How did you fare in High School as a JW?

by PaintedToeNail 41 Replies latest jw friends

  • PaintedToeNail
    PaintedToeNail

    For me it was rather painful. It was like pressing your nose against the candy store window, knowing that you can look, but you cannot partake.

  • james_woods
    james_woods

    I believe the word should be "fare"...

    But I did do OK at the State Fair...

  • PaintedToeNail
    PaintedToeNail

    James, darling, thank you for the correction. A bit rusty on my spelling I see.

  • Strawberryfieldsforever
    Strawberryfieldsforever

    I wanted to be like all the other girls. They were all wearing their skirts and dresses well above the knees.....I used to wear skirts so I could roll them up in the bathroom and look like everyone else! Of course the guilt set in later.......

    I loved being asked out by "worldly cool guys", but then had to make excuses why I couldn't...it got harder and harder. I mean what was I supposed to say? My Mom won't let me date cause I'm a Jehovah's Witness and we only date with supervision and only if we want to get married. Can you imagine what the expression on their face would have been?

    I wanted to join choir. But couldn't partake in any holiday concerts which were most of the time......

    Couldn't join sports either.....I loved to play chess....couldn't do that either.....I'm really surprised that I survived my high school years at all......self esteem was at my lowest then.....but I was supposed to be HAPPY because I was Jehovah's devoted servant

  • PaintedToeNail
    PaintedToeNail

    Strawberry-I know what you mean. I was asked by cute guys to dances and on dates, but always had to say no. I walked around with a perpetual frown on my face, that way people would be afraid to approach me and ask me to go to social occasions. Snuck out and went to a dance once, felt enormous guilt and left very early, sure that I would be struck by Jah's lightening in restitution. When asked if I would try out for track and swim team, I had to tell the coaches 'no'. Supplying a reason for the no was mortifying.

  • I Want to Believe
    I Want to Believe

    I was homeschooled, which is a sure-fire way to grow a socially malnurished, awkward-beyond-belief loner (which is the point, I guess). It seems to be a popular choice by JW parents where I live. Whether that's better or worse than actually being in school and still seperate (lonely in a crowd syndrome) is difficult to say.

  • d
    d

    I wasl very miserable in my high school years. by my senior year I knew in my heart I was an atheist.

  • BlindersOff1
    BlindersOff1

    The Watchtower cult stole my youth. D*mn them to hell.

  • wannaexit
    wannaexit

    Hi missed out so much in High School. Dresses to the knees and for some odd reason the local rule was that young sisters shouldn't wear slacks with zippers in the front. So I coun't even wear jeans. No dances, no football games.......In grade I had the chance to enter a public speaking competion--but of course I had to back off because it was being held in a church basement.

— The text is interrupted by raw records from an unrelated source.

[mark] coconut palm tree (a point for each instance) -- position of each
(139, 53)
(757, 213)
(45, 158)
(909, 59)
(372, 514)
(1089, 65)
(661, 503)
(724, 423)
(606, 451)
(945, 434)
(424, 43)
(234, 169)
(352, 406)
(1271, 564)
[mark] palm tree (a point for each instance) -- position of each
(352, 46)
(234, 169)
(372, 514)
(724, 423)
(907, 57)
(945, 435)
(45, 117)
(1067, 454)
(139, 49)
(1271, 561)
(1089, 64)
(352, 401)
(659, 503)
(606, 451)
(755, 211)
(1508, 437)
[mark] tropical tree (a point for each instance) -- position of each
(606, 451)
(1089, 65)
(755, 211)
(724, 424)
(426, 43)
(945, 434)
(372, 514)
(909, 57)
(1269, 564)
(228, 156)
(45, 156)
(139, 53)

    But I was a good little dubby. On my first day of high school I wore a a watchtower and awake pin. (anybody remember those?). My mom explained that I should show who I was right away.

  • blondie
    blondie

    I moved a lot, 15 schools by the time I graduated. The lack of family funds counted me out of the things that jws weren't supposed to do. But having a non-jw father allowed me to do things to heed dad's headship.

    Being a jw was not something I "flaunted" but those who knew did not care. I managed to keep my beliefs to myself unless someone asked a sincere question and I used their bible to explain it. No publication pushing. I respected other people and their beliefs realizing that a self-righteous person was a pain in the behind.

    Somehow I managed to be well-liked without compromising.